Una ondata di gesti, azioni, eventi antisemiti sta interessando tutta l’Italia e tutta l’Europa. La preoccupa?
«Mi preoccupa molto, ma ancor più mi spaventa il medesimo fenomeno in Francia e Germania, dove le comunità islamiche sono ancora più aggressive».

 

Se la risposta della politica è timida, quella della sinistra è inesistente. Come mai il contrasto all’antisemitismo, che era stato a lungo cavalcato dalla sinistra italiana, è diventato un tema del centrodestra?
«È amaro ipotizzarlo, ma la mia impressione è che anche in passato il contrasto all’antisemitismo sia stato più che altro un modo di declinare e proclamare l’antifascismo.

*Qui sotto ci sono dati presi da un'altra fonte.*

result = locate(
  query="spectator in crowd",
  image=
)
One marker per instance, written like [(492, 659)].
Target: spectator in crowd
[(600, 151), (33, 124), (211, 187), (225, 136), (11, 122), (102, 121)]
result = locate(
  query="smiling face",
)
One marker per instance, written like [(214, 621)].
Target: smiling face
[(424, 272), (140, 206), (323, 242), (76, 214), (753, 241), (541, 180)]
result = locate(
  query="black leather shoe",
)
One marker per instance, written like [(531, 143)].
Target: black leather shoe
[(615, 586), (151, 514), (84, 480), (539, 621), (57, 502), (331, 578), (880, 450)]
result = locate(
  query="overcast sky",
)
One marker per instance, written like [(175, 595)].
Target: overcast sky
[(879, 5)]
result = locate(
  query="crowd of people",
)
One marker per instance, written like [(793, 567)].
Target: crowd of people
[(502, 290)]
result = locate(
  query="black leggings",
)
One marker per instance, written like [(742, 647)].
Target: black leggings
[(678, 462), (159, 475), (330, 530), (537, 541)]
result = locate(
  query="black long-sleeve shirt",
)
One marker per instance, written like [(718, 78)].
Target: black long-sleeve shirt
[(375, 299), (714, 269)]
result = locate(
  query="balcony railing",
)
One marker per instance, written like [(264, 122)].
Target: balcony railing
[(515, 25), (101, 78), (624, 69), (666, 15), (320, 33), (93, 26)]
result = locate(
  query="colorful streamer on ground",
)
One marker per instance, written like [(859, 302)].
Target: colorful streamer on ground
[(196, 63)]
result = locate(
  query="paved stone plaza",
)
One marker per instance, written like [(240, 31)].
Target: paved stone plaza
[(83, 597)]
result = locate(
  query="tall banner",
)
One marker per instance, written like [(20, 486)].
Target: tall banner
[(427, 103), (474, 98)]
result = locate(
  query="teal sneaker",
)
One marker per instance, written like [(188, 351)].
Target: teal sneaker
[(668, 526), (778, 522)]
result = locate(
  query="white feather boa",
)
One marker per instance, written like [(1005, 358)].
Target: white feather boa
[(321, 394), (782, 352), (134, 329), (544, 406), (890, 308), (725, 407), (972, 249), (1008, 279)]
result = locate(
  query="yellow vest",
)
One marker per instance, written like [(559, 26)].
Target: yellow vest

Se fosse stato genuino, mai avremmo assistito alle ripetute contestazioni della Brigata ebraica alle celebrazioni del 25 aprile. Quanto alla destra, l’avvicinamento a Israele risale a più di vent’anni fa, quando Gianfranco Fini – in Israele – definì il fascismo “male assoluto”. L’attuale vicinanza di Giorgia Meloni a Israele è il prodotto congiunto della scelta atlantista e dell’esigenza di ribadire la distanza dal nazi-fascismo».

Il centrosinistra si illude di poter cavalcare il dissenso attraverso le chiamate in piazza che saldano estremisti, centri sociali e studenti?
«Non credo che Schlein voglia cavalcare il dissenso. La sua posizione è frutto di semplice codardia: non ha il coraggio di prendere le distanze dalla violenza, come fece il PCI con le Brigate rosse. Forse continua a pensare – come i vecchi stalinisti–che i fini giustifichino i mezzi».